É para buscar respostas a esse dilema que a comissão organizadora do 2º Congresso Paranaense de Ambiente Construído (Copac) escolheu para a edição deste ano o tema Homem e meio ambiente: desafios da tecnologia.
Paletras, debates, mesas redondas e workshops reunirão cerca de 700 congressistas (engenheiros, arquitetos, designers, estudantes, pesquisadores, representantes de entidades de classe e instituições de ensino) nos dias 14, 15 e 16 de março no Centro de Exposições e Eventos de Londrina. O Copac integra a programação da FeiraCon 2001, que abre o calendário nacional de eventos da construção civil.
Além do Sinduscon Norte do Paraná e da LPR Promoção (realizadoras da feira), fazem parte da comissão organizadora o Clube de Engenharia e Arquitetura de Londrina e três instituições de ensino superior: o Cesulon, a UEL e a Unopar.
Essa é a preocupação do novo século, define Kátia Ortega, coordenadora do escritório técnico de engenharia e arquitetura da Unopar, sobre o tema escolhido. O homem nunca havia se dado conta disso: como lidar com toda essa tecnologia sem destruir o meio ambiente, ela explica.
Neste destruir o meio ambiente há um ponto essencial para a própria construção civil: o tão propalado e nem sempre levado a sério esgotamento de recursos naturais. Na opinião do coordenador do curso de engenharia e arquitetura do Cesulon, Gilson Bergoc, é preciso encarar de frente, agora, questões que estão reservadas para um futuro não muito distante.
Algumas delas: E daqui a 40, 50 anos, quando esgotarem-se as reservas de petróleo, fonte de energia e de matéria prima para a produção de diversos materiais? E quando acabar ou diminuir drasticamente a argila, o que pode transformar Jataizinho, cuja economia ainda é calcada nas indústrias cerâmicas, por exemplo, em uma cidade-fantasma? Em resumo, é preciso, urgentemente, criar técnicas que nos propiciem utilizar cada vez melhor os recursos naturais, capacitar e reciclar os profissionais da área e, ainda, estimular a pesquisa de materiais alternativos, argumenta Bergoc.

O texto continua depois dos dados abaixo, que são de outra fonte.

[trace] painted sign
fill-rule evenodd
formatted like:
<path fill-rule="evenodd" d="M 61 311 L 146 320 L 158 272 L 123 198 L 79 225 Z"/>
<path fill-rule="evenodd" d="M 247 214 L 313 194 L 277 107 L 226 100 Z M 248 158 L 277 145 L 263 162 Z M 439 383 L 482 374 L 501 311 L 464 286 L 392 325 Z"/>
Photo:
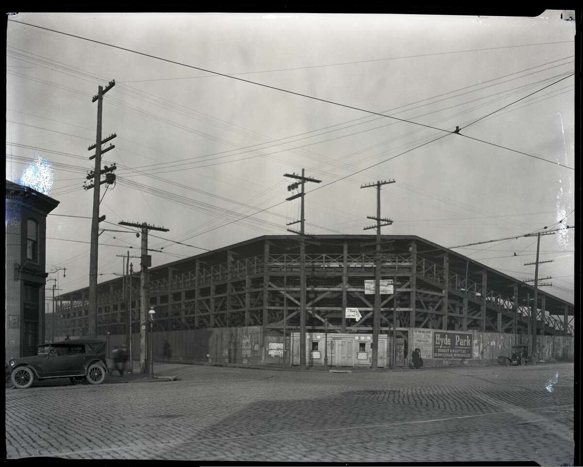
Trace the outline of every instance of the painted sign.
<path fill-rule="evenodd" d="M 283 357 L 283 342 L 269 342 L 268 352 L 271 357 Z"/>
<path fill-rule="evenodd" d="M 358 321 L 362 318 L 362 315 L 360 314 L 360 312 L 359 311 L 358 308 L 347 308 L 346 314 L 345 317 L 346 318 L 352 318 Z"/>
<path fill-rule="evenodd" d="M 433 358 L 433 330 L 431 329 L 413 330 L 412 351 L 421 351 L 421 358 L 427 360 Z"/>
<path fill-rule="evenodd" d="M 8 327 L 18 328 L 20 327 L 20 316 L 17 314 L 8 315 Z"/>
<path fill-rule="evenodd" d="M 471 332 L 433 331 L 433 358 L 461 360 L 472 358 Z"/>
<path fill-rule="evenodd" d="M 375 284 L 376 281 L 364 281 L 364 295 L 374 295 Z M 381 294 L 392 294 L 393 293 L 393 280 L 381 279 L 379 282 L 380 285 Z"/>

O arquiteto enfatiza ainda que importante, também, é estudar a fundo fatos do passado que podem inaugurar novas técnicas para o futuro. Como explicar que no Japão casas de madeira durem perto de mil anos? É possível, através da pesquisa, aumentar a vida útil dos recursos naturais, acredita Gilson Bergoc. Uma tecnologia adequada contemplaria nossa necessidade de melhorar a qualidade de vida e, ao mesmo tempo, preservar o meio ambiente.
A importância do Copac pode ser medida pelos resultados do primeiro congresso, em março do ano passado. Entre outras novidades, o evento levantou um tema que interessa principalmente aos construtores e incorporadores: por que muitas vezes o cliente, ao entrar em seu novo apartamento ou escritório, quebra paredes, remodela cômodos, provoca reformas? E comprovou que, se bem conduzidos, os projetos, principalmente os mais massificados, podem vencer o desafio tecnológico de satisfazer os clientes e evitar perda de materiais na chamada pós-ocupação.
Em tempos de crescente preocupação com a ecologia e da intenção, por exemplo, de se construir várias usinas hidrelétricas ao longo do Rio Tibagi as discussões que serão travadas no 2º Copac ganham uma importância extra, na opinião do professor da UEL e diretor do Sinduscon, José Roberto Hoffmann. O congresso dará subsídios até mesmo para autoridades e técnicos aprimorarem a legislação que regulamenta as necessidades de estudos e relatórios de impacto ambiental para cada tipo de obra, ele aposta. O tema deste ano é superatual.
Serviço
As inscrições antecipadas para o 2º Copac vão até o dia 8 de março. Custam R$ 150,00 para profissionais e R$ 60,00 para estudantes. Podem ser feitas diretamente no Clube de Engenharia e Arquitetura (Av. Maringá, 2.400, fone 348-3100) ou mediante depósito bancário via fax (328-0704) na LPR. No dia do evento, os preços sobem para R$ 190,00 e R$ 80,00, respectivamente. Associados do Clube de Engenharia e Arquitetura de Londrina e do Sinduscon Norte do Paraná têm 30% de desconto nas inscrições antecipadas.